Translate

Rabu, 13 Januari 2016

Penjelasan Tentang Istidroj

Dari Ubah bin Amir radhiallahu ‘anhu, Nabi shallallahu ‘alaihi wa sallam bersabda,

إِذَا رَأَيْتَ اللَّهَ تَعَالى يُعْطِي الْعَبْدَ مِنَ الدُّنْيَا مَا يُحِبُّ وَهُوَ مُقِيمٌ عَلَى مَعَاصِيهِ فَإِنَّمَا ذَلِكَ مِنْهُ اسْتِدْرَاجٌ

“Apabila Anda melihat Allah memberikan kenikmatan dunia kepada seorang hamba, sementara dia masih bergelimang dengan maksiat, maka itu hakikatnya adalah istidraj dari Allah.”

Kemudian Nabi shallallahu ‘alaihi wa sallam membaca firman Allah,

فَلَمَّا نَسُوا مَا ذُكِّرُوا بِهِ فَتَحْنَا عَلَيْهِمْ أَبْوَابَ كُلِّ شَيْءٍ حَتَّى إِذَا فَرِحُوا بِمَا أُوتُوا أَخَذْنَاهُمْ بَغْتَةً فَإِذَا هُمْ مُبْلِسُونَ

“Tatkala mereka melupakan peringatan yang telah diberikan kepada mereka, Kami pun membukakan semua pintu-pintu kesenangan untuk mereka; sehingga apabila mereka bergembira dengan apa yang telah diberikan kepada mereka, Kami siksa mereka dengan sekonyong-konyong, maka ketika itu mereka terdiam berputus asa.” (QS. Al-An’am: 44)

(HR. Ahmad, no.17349, Thabrani dalamAl-Kabir, no.913)

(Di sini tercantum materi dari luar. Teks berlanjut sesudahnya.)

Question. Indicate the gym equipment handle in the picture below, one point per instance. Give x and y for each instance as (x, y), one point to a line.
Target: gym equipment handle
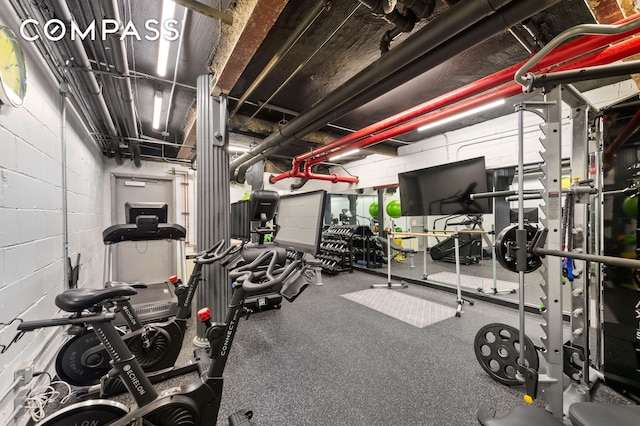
(215, 253)
(253, 287)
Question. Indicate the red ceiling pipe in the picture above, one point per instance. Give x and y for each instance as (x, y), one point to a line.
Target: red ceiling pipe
(507, 91)
(608, 160)
(611, 54)
(334, 178)
(569, 51)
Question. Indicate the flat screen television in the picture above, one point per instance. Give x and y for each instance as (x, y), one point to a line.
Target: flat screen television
(144, 208)
(300, 222)
(444, 189)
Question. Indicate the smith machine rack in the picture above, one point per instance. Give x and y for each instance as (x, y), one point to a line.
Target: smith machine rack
(522, 249)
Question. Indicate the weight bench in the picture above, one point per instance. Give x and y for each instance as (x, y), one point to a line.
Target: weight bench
(407, 252)
(580, 414)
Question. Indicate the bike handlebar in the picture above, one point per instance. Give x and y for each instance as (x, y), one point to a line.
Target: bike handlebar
(255, 287)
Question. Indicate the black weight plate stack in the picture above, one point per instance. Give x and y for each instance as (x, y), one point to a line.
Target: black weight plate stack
(497, 348)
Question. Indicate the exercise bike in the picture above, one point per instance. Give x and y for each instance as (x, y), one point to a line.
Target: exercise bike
(196, 403)
(84, 362)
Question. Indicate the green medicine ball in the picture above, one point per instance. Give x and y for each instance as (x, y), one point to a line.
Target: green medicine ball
(393, 209)
(373, 209)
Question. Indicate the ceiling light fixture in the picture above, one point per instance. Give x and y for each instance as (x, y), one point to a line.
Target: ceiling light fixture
(168, 10)
(461, 115)
(157, 108)
(346, 154)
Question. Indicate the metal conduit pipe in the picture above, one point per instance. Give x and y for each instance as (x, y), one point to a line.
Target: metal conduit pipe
(300, 29)
(571, 50)
(422, 8)
(122, 67)
(438, 32)
(611, 54)
(506, 17)
(93, 87)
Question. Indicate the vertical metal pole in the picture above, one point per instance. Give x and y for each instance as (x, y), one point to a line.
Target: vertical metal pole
(521, 336)
(579, 285)
(493, 256)
(213, 198)
(424, 258)
(389, 258)
(456, 246)
(552, 182)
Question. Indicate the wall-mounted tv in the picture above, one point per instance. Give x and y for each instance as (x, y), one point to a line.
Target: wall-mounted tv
(444, 189)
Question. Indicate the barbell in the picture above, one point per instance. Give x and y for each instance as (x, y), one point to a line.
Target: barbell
(527, 256)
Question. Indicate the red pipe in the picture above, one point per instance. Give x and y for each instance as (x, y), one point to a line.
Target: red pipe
(571, 50)
(608, 157)
(613, 53)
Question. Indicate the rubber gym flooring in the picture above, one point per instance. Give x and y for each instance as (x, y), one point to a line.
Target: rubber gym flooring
(345, 354)
(328, 359)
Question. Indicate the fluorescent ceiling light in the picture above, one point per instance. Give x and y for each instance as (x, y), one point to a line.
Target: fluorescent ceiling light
(346, 154)
(168, 10)
(157, 108)
(236, 148)
(461, 115)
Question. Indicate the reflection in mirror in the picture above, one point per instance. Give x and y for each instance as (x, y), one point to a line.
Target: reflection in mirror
(431, 258)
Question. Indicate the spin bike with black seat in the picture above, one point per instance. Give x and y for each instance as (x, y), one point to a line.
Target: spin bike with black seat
(196, 403)
(84, 362)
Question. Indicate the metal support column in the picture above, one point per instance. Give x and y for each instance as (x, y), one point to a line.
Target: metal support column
(213, 198)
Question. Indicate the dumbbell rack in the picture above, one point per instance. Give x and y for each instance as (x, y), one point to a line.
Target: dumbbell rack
(367, 249)
(336, 249)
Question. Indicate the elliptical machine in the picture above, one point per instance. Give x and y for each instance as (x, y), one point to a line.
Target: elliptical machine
(83, 361)
(196, 403)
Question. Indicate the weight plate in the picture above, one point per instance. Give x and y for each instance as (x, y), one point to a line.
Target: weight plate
(497, 348)
(507, 238)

خَفْ مِنْ وُجُوْدِ إِحْسَانِهِ إِلَيْكَ وَدَوَامِ إِسَاءَتِكَ مَعَهُ أَنْ يَكُوْنَ ذَلِكَ إِسْتِدْرَاجًا لَكَ {سَنَسْتَدْرِجُهُمْ مِنْ حَيْثُ لَا يَعْلَمُوْنَ}

Takutlah wahai murid! akan kebaikan-kebaikan Alah yang senantiasa tercurahkan kepadamu, akan tetapi engkau terus bermaksiat kepada-Nya dengan meninggalkan perintah-perintah-Nya dan mengerjakan larangan-larangan-Nya. Sesungguhnya itu adalah istidraj (penarikan Allah menuju kebinasaan).

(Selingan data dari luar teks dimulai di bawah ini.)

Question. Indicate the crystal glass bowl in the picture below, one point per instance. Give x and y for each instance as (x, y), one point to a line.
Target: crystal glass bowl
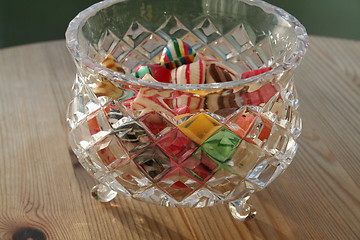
(176, 144)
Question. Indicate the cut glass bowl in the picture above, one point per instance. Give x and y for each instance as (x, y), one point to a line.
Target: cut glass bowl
(233, 139)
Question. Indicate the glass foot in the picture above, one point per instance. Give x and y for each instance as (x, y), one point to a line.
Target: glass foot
(103, 193)
(241, 210)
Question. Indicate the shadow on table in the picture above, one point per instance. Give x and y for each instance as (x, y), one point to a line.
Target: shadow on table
(143, 225)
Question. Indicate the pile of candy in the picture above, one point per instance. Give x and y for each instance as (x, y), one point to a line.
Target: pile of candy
(196, 146)
(180, 64)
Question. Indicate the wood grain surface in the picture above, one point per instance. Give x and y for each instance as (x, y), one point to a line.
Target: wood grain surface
(45, 192)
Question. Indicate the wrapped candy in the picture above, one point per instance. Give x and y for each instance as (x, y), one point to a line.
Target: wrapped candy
(215, 74)
(193, 73)
(150, 99)
(176, 53)
(159, 73)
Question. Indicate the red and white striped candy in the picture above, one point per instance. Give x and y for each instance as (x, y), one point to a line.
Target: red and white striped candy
(193, 73)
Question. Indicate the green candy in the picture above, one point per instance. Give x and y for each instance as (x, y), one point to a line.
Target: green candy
(141, 72)
(222, 145)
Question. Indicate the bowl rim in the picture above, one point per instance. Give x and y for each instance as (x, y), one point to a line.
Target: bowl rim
(72, 43)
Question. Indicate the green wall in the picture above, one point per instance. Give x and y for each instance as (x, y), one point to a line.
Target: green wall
(24, 21)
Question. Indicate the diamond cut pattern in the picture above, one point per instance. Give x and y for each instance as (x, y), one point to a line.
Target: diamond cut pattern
(153, 162)
(154, 159)
(207, 31)
(177, 144)
(200, 127)
(178, 184)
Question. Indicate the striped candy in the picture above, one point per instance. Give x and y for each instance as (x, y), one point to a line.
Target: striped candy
(215, 74)
(160, 73)
(176, 53)
(227, 99)
(151, 99)
(193, 73)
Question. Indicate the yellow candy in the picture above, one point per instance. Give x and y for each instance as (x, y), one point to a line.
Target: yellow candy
(200, 127)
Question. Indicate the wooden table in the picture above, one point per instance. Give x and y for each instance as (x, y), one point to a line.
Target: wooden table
(45, 192)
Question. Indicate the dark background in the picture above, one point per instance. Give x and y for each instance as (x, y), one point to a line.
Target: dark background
(24, 21)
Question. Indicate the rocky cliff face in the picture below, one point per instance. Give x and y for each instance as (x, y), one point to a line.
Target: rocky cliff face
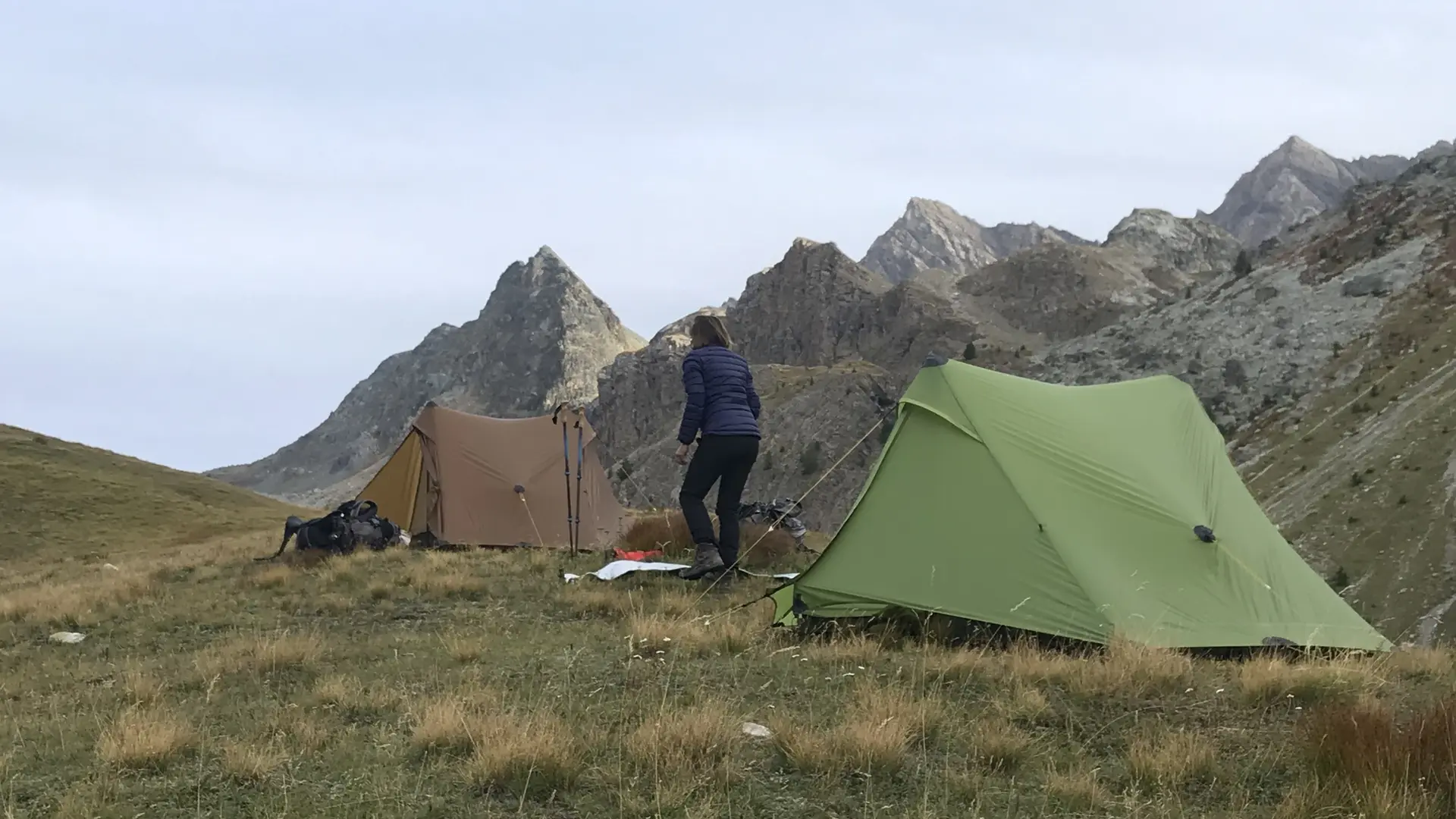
(541, 340)
(819, 308)
(832, 344)
(1059, 290)
(932, 235)
(1292, 184)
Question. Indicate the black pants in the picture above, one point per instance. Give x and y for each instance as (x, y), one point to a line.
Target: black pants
(726, 461)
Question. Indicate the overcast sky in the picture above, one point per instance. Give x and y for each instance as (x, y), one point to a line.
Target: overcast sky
(218, 216)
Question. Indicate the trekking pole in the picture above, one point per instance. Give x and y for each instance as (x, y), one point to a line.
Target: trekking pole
(565, 460)
(580, 447)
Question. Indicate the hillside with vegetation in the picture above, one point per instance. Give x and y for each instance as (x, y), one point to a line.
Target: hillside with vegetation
(67, 500)
(431, 684)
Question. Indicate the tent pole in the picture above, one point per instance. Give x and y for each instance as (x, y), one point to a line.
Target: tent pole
(565, 460)
(577, 531)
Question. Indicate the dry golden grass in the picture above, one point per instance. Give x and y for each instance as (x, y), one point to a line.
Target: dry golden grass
(142, 687)
(666, 531)
(444, 723)
(145, 738)
(653, 634)
(1267, 681)
(303, 732)
(465, 648)
(1421, 662)
(1022, 704)
(444, 575)
(874, 736)
(1171, 758)
(1366, 745)
(999, 744)
(251, 763)
(351, 695)
(1312, 800)
(598, 599)
(273, 576)
(1076, 789)
(1123, 670)
(686, 744)
(79, 602)
(261, 653)
(522, 754)
(848, 651)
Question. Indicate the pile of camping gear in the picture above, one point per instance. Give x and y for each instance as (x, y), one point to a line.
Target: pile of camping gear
(351, 525)
(778, 513)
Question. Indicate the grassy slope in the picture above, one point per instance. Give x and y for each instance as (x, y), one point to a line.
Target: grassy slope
(1362, 477)
(66, 499)
(405, 684)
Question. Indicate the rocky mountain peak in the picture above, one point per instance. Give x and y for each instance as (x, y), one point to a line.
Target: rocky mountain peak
(1190, 246)
(1292, 184)
(930, 235)
(800, 311)
(541, 340)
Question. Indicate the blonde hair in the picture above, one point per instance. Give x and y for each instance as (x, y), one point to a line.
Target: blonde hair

Munculkanlah rasa takut di dalam hatimu akan nikmat-nikmat yang tidak diiringi dengan taat. Dan tidak ada yang merasa takut akan hal ini kecuali orang-orang mukmin. Orang-orang kafir sama sekali tidak merasa takut dengan istidraj Allah kepadanya.

Allah berfirman

سَنَسْتَدْرِجُهُمْ مِنْ حَيْثُ لا يَعْلَمُونَ

Kami akan menarik mereka dengan berangsur-angsur ke arah kebinasaan dari arah yang tidak mereka ketahui. (QS. al-Qolam: 44).

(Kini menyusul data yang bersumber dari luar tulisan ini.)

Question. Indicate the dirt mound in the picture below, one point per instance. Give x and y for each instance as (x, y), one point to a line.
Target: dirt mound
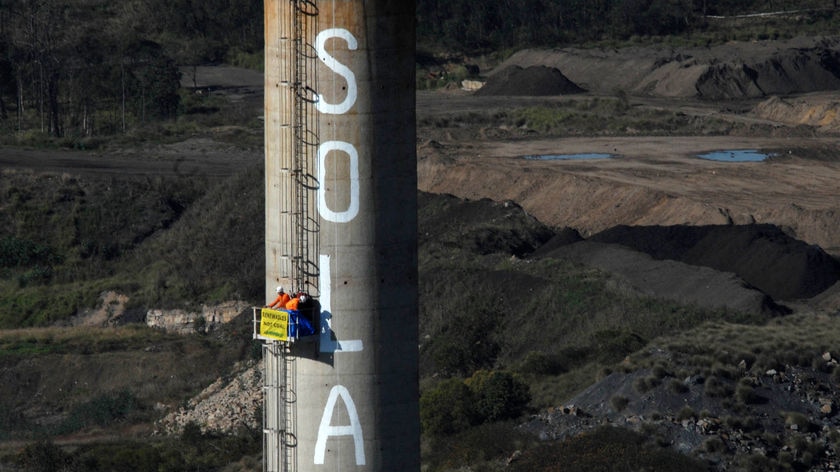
(732, 70)
(533, 80)
(819, 111)
(763, 255)
(687, 284)
(479, 226)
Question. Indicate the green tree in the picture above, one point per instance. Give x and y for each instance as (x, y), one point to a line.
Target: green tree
(447, 408)
(498, 395)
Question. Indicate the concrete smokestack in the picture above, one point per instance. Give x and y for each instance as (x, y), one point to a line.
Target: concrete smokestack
(357, 387)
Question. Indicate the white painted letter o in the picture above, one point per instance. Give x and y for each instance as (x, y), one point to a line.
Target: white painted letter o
(353, 207)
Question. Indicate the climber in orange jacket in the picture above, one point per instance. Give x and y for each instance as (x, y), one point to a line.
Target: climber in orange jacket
(295, 302)
(281, 300)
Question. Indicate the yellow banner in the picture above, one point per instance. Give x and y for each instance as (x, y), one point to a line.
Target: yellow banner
(274, 324)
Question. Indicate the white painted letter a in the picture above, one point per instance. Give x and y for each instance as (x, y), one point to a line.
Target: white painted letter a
(325, 430)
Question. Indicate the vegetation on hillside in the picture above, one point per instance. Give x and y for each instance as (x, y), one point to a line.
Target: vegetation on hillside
(78, 69)
(495, 26)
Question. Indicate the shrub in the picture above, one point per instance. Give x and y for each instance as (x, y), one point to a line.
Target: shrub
(619, 402)
(499, 395)
(715, 387)
(447, 408)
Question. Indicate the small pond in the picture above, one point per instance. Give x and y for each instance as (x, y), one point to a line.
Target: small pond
(735, 155)
(563, 157)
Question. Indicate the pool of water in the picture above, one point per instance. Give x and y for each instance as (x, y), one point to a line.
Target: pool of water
(735, 155)
(563, 157)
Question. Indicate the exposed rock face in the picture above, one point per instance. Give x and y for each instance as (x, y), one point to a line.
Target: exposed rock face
(184, 322)
(226, 406)
(729, 71)
(534, 81)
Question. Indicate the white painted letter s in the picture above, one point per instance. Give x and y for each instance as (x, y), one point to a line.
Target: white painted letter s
(338, 68)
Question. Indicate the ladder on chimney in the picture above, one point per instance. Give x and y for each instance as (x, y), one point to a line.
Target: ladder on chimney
(297, 30)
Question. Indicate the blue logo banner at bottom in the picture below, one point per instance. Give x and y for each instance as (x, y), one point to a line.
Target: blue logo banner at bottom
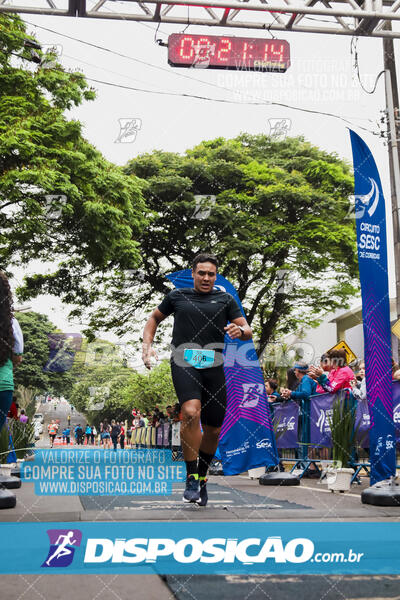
(204, 548)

Sesungguhnya Allah telah melakukan istijraj kepada mereka, sementara mereka tidak merasakannya, sampai kebinasaan menjemputnya.

Allah berfirman,

فَلَمَّا نَسُوا مَا ذُكِّرُوا بِهِ فَتَحْنَا عَلَيْهِمْ أَبْوَابَ كُلِّ شَيْءٍ حَتَّى إِذَا فَرِحُوا بِمَا أُوتُوا أَخَذْنَاهُمْ بَغْتَةً فَإِذَا هُمْ مُبْلِسُونَ

Maka tatkala mereka melupakan peringatan yang telah diberikan kepada mereka, Kamipun membukakan semua pintu-pintu kesenangan untuk mereka; sehingga apabila mereka bergembira dengan apa yang telah diberikan kepada mereka, Kami siksa mereka dengan sekonyong-konyong, Maka ketika itu mereka terdiam berputus asa. (QS. Al-An’am: 44).

Ketika mereka bersenang-senang dengan nikmat Allah, Allah membuat mereka lupa untuk bersyukur kepada-Nya. kenikmatan telah menghijabnya dari memandang kepada yang maha memberi nikmat.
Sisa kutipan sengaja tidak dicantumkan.